You wouldn’t look twice at him if you ran into him at the convenience store. Not really the stuff of immortal dreams. Unless you were the “lover” at home, waiting by the door.

Truth spent the afternoon shifting around on the mountainside, learning the rhythms of the place. Trying to nail down patrol routes. Checking the contents of the information he received against what he was actually seeing. It was holding up pretty well. He hadn’t been expecting much, so “Only a bit wrong so far,” was quite acceptable. No sign of the target or hidden powerhouses so far, but that was also expected. Wouldn’t be very hidden if they were out in the open.

The afternoon shifted to evening. A few people descended, returning home for… pot roast? Curry? A kiss, a promise, and a healthy green salad? The petals lit up with light. No longer reflecting the sun, they made their own brilliance. Lights switched on in the laboratories, and the hard work of discovery continued. The lower petals blocked the light for those living below, he noticed. How thoughtful.

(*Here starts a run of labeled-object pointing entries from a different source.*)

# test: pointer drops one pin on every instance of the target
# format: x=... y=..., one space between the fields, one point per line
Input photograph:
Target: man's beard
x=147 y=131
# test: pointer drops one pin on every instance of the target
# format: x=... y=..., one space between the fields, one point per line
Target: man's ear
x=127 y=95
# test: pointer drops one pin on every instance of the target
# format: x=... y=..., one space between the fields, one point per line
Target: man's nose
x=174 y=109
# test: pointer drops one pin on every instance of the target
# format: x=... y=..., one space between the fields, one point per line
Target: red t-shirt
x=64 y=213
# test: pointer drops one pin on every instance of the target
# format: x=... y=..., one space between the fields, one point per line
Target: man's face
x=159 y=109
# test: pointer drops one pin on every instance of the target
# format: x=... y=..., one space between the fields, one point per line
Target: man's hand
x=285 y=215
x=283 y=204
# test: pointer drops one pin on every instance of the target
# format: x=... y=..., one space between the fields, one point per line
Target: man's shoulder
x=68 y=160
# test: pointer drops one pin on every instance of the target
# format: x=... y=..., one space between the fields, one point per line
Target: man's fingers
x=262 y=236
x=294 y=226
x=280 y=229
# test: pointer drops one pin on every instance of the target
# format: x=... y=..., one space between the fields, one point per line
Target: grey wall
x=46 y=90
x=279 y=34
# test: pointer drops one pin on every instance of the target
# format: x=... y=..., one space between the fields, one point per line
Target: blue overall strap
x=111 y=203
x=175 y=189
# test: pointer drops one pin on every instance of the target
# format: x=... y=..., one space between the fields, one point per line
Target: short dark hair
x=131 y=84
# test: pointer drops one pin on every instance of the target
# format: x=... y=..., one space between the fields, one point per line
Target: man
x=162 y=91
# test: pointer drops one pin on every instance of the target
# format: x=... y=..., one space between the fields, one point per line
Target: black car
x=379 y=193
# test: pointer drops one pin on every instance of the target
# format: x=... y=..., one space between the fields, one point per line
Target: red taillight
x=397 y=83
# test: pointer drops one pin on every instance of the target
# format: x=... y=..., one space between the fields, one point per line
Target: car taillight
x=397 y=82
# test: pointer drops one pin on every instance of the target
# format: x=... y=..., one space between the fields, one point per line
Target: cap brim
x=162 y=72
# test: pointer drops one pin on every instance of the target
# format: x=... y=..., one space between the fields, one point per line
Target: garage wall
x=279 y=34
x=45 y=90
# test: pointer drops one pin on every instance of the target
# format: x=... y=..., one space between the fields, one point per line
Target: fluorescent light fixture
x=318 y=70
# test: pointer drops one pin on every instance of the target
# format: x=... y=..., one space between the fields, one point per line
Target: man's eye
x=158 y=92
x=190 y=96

It got cold in the mountains in the spring. Truth just sat, watching. Moving now and then to get a different view. Dew condensed on him, dripping down, soaking his cotton clothes. Birds went quiet, but the insects were noisy enough on their own. The PMC patrols didn’t let up either. There was an implausible number of owls and bats flying around. Subtly had a place here, but a limited one. If his target had ever come out in the open, he hadn’t spotted them.

Just before dawn, Truth exited the secured perimeter. It was much faster now, having plotted his routes and figured out how to evade the thousands of watchful eyes. He would spend a few hours sleeping, hidden under pine boughs. Then, refreshed, he would break in. One way or another, he would topple the heavens. Just a matter of finding where to stick the lever.